Issue No. 04 - July/August (2010 vol. 16)
DOI Bookmark: http://doi.ieeecomputersociety.org/10.1109/TVCG.2010.30
Stéphane Marchesin , Université de Strasbourg, Illkirch
Jean-Michel Dischler , Université de Strasbourg, Illkirch
Catherine Mongenet , Université de Strasbourg, Illkirch
Classical direct volume rendering techniques accumulate color and opacity contributions using the standard volume rendering equation approximated by alpha blending. However, such standard rendering techniques, often also aiming at visual realism, are not always adequate for efficient data exploration, especially when large opaque areas are present in a data set, since such areas can occlude important features and make them invisible. On the other hand, the use of highly transparent transfer functions allows viewing all the features at once, but often makes these features barely visible. In order to enhance feature visibility, we present in this paper a straightforward rendering technique that consists of modifying the traditional volume rendering equation. Our approach does not require an opacity transfer function, and instead is based on a function quantifying the relative importance of each voxel in the final rendering called relevance function.
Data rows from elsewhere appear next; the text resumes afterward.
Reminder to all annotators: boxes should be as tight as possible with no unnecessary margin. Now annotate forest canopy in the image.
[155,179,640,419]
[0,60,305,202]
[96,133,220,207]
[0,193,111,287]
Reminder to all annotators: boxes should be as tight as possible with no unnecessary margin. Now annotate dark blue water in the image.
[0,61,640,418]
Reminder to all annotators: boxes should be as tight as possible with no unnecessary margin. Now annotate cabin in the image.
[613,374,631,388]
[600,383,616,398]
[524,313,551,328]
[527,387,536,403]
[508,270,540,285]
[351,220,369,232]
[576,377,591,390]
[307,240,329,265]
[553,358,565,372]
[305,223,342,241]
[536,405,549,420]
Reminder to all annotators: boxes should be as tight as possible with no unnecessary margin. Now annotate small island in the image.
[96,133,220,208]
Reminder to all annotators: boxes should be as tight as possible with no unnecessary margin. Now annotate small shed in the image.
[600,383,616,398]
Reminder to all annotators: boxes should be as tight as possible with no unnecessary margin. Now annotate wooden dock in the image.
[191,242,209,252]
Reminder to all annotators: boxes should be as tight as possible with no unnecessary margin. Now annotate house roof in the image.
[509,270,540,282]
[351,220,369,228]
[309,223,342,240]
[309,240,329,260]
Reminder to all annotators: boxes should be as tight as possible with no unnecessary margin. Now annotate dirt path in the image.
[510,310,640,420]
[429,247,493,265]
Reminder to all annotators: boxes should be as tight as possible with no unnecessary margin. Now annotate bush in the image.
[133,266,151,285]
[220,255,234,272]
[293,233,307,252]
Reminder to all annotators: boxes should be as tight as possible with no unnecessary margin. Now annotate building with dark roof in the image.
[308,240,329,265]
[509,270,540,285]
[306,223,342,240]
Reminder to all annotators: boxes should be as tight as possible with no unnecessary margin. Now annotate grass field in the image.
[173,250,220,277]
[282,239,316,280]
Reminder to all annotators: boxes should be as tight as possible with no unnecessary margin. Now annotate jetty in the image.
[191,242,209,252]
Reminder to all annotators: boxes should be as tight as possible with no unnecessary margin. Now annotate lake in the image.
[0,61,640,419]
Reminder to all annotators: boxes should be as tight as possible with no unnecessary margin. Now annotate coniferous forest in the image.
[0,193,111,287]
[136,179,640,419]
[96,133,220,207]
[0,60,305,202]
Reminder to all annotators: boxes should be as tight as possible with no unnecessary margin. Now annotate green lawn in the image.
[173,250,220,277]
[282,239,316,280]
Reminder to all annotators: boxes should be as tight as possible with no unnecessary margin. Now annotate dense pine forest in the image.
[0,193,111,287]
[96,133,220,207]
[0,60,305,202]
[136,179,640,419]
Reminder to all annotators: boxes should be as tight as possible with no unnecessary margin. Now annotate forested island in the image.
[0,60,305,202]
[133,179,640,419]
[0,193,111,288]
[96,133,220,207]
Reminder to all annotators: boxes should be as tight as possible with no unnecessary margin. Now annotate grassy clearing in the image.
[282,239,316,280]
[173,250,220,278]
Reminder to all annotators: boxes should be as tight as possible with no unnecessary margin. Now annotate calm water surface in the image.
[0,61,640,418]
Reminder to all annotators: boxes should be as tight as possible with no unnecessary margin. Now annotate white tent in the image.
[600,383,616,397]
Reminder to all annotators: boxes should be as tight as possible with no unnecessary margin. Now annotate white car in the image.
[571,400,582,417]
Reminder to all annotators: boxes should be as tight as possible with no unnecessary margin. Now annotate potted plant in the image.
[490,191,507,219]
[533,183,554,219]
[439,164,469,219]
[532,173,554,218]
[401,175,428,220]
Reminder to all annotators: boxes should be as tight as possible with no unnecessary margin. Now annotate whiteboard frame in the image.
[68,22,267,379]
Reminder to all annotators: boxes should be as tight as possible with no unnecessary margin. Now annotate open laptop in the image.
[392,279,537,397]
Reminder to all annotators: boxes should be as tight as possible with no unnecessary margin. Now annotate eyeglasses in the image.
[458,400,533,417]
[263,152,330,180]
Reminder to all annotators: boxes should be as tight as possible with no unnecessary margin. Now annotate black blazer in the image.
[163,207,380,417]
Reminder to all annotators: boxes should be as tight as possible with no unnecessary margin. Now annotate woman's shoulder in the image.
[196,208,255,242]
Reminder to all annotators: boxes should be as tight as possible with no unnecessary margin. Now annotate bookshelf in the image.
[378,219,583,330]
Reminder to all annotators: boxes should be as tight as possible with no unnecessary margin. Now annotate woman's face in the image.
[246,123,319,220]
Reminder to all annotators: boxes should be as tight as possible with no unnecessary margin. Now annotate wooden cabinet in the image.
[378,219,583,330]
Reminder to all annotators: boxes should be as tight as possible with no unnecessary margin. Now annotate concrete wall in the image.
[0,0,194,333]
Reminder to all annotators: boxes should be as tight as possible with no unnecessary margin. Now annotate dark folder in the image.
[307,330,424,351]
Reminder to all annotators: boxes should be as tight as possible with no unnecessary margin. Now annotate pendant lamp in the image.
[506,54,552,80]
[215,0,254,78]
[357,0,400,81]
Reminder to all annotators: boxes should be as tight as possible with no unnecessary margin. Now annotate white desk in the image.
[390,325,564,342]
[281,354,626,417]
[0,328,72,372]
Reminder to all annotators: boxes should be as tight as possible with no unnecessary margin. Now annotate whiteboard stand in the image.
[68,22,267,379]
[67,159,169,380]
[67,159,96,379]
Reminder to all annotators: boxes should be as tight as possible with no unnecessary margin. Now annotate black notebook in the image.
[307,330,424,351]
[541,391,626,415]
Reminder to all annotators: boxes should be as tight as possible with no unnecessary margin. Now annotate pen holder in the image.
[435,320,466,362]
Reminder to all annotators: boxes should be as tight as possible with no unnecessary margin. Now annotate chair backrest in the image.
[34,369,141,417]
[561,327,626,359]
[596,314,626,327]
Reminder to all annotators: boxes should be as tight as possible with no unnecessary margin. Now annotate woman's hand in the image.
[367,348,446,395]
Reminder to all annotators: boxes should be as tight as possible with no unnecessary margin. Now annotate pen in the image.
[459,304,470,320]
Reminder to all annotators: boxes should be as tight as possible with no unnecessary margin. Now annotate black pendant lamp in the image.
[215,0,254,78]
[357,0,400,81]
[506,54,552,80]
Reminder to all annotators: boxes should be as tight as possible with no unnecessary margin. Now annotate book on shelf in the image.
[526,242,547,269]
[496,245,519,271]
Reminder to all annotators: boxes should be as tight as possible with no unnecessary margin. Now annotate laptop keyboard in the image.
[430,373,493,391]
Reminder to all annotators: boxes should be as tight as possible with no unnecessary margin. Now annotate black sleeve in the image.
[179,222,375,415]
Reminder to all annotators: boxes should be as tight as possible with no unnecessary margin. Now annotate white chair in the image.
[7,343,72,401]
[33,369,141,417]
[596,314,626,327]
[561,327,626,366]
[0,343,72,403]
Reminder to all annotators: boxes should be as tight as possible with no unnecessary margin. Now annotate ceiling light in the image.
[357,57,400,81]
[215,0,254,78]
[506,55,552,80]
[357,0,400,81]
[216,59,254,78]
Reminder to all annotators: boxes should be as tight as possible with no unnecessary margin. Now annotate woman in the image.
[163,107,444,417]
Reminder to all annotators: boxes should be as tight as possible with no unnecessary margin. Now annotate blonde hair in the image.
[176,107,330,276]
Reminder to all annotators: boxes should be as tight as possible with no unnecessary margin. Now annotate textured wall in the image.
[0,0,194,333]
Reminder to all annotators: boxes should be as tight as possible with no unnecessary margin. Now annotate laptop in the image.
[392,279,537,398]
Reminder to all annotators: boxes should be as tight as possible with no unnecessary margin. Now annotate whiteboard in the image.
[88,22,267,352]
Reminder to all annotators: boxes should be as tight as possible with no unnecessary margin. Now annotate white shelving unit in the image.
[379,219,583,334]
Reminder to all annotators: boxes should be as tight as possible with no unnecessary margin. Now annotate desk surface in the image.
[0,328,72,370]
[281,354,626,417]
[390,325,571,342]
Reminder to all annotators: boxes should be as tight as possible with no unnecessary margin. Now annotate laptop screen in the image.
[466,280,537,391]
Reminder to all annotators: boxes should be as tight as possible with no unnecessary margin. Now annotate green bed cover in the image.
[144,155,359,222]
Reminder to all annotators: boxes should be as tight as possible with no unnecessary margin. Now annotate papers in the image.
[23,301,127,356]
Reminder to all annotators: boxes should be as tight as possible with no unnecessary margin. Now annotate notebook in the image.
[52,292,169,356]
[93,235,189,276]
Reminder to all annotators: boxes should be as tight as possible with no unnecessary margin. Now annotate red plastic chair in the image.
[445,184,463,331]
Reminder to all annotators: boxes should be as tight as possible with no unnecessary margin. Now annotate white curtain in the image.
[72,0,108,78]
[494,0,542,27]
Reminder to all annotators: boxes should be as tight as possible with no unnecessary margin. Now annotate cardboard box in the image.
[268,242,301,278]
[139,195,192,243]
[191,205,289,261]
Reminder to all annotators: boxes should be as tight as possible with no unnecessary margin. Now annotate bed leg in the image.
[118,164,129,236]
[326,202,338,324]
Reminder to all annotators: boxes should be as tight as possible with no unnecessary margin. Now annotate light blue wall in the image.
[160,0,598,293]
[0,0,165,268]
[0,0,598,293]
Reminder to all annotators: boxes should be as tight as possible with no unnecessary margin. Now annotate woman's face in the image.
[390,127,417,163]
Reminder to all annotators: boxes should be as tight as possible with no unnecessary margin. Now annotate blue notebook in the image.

This function is subsequently used to dynamically adjust the opacity of the contributions per pixel. We conduct experiments with a number of possible relevance functions in order to show the influence of this parameter. As will be shown by our comparative study, our rendering method is much more suitable than standard volume rendering for interactive data exploration at a low extra cost. Thereby, our method avoids feature visibility restrictions without relying on a transfer function and yet maintains a visual similarity with standard volume rendering.
Volume rendering, adaptive rendering, nonphotorealistic rendering.
C. Mongenet, J. Dischler and S. Marchesin, "Per-Pixel Opacity Modulation for Feature Enhancement in Volume Rendering," in IEEE Transactions on Visualization & Computer Graphics, vol. 16, no. , pp. 560-570, 2010.